The idea was to keep it simple for the agents so that they do not have to go through the raw data or find trends themselves. Agents want to optimize on call duration and quality. Bidgely Agent would provide them the right insights to help customers understand the reason for high bill. It is done by comparing the bill in question with a bill that reflects normal usage (previous billing cycle or same billing cycle last year).
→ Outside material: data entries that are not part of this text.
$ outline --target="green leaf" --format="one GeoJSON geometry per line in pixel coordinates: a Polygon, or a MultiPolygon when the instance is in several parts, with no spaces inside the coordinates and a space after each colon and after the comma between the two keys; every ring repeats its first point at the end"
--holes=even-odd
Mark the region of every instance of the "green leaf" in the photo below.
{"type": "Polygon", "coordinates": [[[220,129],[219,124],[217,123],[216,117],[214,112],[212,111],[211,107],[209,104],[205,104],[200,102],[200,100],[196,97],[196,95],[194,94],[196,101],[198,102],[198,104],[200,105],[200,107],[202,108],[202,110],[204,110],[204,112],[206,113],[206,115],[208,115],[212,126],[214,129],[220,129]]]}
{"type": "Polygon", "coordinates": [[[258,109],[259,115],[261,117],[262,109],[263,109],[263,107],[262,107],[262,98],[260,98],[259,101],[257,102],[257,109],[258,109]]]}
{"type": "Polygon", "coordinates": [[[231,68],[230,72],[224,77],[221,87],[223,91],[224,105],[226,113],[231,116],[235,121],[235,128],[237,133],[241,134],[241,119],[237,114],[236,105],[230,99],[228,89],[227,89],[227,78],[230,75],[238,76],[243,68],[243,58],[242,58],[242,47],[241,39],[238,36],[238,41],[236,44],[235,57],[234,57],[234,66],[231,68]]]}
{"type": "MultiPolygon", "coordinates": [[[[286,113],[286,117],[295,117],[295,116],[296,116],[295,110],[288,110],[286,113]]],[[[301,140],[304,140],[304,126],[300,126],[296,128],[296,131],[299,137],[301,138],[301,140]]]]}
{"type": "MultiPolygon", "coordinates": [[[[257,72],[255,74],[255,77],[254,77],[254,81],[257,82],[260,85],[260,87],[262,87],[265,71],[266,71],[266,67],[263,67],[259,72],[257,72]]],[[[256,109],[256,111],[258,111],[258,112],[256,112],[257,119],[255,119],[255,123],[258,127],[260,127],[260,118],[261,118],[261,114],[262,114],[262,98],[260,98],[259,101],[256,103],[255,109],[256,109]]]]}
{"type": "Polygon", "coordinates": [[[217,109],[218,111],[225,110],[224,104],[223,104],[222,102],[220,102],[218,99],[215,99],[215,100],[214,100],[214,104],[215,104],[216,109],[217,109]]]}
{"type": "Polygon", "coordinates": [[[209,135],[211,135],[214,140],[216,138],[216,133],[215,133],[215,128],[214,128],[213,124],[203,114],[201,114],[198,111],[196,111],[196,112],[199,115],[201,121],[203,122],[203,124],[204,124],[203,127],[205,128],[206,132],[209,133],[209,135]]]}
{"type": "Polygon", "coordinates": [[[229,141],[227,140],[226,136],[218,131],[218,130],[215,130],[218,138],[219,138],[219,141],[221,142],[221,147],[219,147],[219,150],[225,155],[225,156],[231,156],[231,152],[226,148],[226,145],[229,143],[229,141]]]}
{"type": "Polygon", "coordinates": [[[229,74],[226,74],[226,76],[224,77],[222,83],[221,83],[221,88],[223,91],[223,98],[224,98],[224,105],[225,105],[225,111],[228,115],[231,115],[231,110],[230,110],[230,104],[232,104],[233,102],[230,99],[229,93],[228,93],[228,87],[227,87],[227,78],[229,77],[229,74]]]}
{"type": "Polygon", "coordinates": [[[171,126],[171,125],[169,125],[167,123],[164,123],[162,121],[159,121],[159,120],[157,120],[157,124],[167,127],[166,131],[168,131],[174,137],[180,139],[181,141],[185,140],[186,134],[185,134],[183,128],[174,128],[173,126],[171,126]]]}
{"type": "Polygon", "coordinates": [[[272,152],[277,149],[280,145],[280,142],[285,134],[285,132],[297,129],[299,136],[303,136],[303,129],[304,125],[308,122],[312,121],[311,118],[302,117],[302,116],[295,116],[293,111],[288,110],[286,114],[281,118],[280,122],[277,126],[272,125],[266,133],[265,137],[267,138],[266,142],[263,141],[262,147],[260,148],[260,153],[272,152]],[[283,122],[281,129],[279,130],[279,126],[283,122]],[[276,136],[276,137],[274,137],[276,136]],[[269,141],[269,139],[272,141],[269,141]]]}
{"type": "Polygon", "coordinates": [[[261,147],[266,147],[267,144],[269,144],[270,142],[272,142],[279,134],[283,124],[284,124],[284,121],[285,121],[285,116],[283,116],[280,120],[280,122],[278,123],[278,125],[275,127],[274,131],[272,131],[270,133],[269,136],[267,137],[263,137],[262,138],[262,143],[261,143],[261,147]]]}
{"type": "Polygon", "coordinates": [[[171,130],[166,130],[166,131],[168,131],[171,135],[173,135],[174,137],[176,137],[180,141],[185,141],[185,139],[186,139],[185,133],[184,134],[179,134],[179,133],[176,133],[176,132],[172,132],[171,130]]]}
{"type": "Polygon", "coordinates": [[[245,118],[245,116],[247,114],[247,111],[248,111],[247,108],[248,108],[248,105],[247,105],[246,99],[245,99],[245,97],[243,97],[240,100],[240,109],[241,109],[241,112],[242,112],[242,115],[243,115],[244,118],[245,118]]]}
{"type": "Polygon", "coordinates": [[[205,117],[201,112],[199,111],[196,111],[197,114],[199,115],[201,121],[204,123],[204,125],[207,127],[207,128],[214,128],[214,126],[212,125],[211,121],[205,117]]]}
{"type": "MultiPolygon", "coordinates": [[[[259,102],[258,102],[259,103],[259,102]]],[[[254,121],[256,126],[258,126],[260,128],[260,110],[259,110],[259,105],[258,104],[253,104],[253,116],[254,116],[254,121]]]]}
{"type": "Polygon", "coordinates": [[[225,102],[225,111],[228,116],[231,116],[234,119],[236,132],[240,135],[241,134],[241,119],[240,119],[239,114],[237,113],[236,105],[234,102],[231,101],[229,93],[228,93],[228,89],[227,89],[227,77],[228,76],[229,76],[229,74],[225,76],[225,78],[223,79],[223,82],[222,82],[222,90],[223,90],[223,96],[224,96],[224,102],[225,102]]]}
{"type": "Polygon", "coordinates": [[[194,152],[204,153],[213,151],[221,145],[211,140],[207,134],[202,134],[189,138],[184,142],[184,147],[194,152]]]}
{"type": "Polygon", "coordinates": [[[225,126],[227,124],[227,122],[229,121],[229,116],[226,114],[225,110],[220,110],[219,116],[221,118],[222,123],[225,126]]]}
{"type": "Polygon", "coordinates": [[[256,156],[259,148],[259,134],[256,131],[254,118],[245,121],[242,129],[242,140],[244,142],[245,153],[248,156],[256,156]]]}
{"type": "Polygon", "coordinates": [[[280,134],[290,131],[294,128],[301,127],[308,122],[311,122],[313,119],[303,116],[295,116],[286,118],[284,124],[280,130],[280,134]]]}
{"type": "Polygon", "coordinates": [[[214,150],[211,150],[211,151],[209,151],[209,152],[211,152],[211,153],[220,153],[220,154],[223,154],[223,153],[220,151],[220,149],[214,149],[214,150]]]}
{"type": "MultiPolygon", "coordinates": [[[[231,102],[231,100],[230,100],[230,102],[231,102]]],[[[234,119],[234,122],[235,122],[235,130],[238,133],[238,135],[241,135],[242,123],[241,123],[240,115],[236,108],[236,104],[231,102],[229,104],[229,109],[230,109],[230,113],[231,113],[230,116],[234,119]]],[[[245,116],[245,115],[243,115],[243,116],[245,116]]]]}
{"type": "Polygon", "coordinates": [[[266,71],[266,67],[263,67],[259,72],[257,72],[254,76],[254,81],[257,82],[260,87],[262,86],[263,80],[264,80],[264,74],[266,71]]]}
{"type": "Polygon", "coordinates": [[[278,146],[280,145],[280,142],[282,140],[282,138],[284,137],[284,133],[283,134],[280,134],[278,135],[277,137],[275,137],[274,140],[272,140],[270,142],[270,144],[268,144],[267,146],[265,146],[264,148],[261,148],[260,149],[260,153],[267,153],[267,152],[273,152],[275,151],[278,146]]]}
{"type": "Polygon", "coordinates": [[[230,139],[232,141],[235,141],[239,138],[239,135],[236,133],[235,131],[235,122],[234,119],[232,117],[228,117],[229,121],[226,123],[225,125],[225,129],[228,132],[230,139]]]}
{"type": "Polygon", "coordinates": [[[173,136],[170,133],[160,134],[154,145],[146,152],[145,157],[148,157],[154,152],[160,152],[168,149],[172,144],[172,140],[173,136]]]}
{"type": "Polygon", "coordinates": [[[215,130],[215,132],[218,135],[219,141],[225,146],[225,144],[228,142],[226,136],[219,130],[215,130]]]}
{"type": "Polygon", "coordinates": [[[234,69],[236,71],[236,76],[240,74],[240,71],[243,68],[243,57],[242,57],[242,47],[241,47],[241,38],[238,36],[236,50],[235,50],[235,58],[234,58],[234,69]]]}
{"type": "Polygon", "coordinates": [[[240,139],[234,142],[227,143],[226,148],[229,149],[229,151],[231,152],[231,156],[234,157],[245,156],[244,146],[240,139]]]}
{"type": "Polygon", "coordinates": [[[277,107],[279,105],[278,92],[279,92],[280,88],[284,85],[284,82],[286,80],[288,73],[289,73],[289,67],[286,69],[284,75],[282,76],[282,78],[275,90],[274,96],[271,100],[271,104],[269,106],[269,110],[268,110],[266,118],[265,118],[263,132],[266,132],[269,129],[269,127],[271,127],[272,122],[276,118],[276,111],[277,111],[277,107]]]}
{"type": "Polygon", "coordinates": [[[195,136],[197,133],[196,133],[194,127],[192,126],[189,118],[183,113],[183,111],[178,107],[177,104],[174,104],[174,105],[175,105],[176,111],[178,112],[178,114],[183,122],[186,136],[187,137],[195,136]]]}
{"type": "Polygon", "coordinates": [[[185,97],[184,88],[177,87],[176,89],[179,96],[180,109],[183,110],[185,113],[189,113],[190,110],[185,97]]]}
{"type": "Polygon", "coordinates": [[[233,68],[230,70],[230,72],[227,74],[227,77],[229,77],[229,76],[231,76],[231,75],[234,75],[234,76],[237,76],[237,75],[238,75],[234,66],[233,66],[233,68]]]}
It is done by comparing the bill in question with a bill that reflects normal usage (previous billing cycle or same billing cycle last year). Agents need to quickly glance over a lot of aspects of energy consumption to locate the exact problem. In order to help, bidgely would highlight areas where it feels that agent needs to pay attention to. These would be areas where something has changed from last month and could provide the answer to high bill.
As part of the workflow, a very important idea was to send e-mail to user once the call is complete. This would allow consumers to go through the analysis of high bill in their leisure. It builds a positive relation between the consumer and the utility. The personalized e-mail would also motivate users to sign-in to the utility usage portal and keep a tap on their usage.
To improve agent efficiency, we wanted to ensure that visualizations can be understood at a glance, without user having to pay much attention. I put that to test by showing each visualization online on www.usabilityhub.com, and asked people to write down the message for each visualization. I worked with the visual design contractor to iterate over the visualization until we stripped off everything except 72%, where users could guess the visualization without any context of the application.
The image below shows all the perspective where system has detected anomoly. We were using color very sparingly to highlight the anomolies. This is where the users will need to focus on.
As Bidgely was working with a number of utilities and account types, any design proposal had to go through the test of these different cases. For example, some customers had time of use account, where their rates would change based on the time of day. While other users may just have tiering based account. These lead to a lot of cases and corner cases for each of them. Thus, design a Bidgely had a long tail. As a rule, I was aiming for 80% of the usecases to begin with.
We were able to push the application to production within three months of inception. Meanwhile, the sales team could already start pitching the value proposition with the customers. Bidgley was able to successfully deploy the high-bill comparison solution in two utility environments. The average handle time (AHT) for the pilot customers went down by ~2 minutes for the high-bill queries. Eventually, Bidgely exposed this solution to end-customers.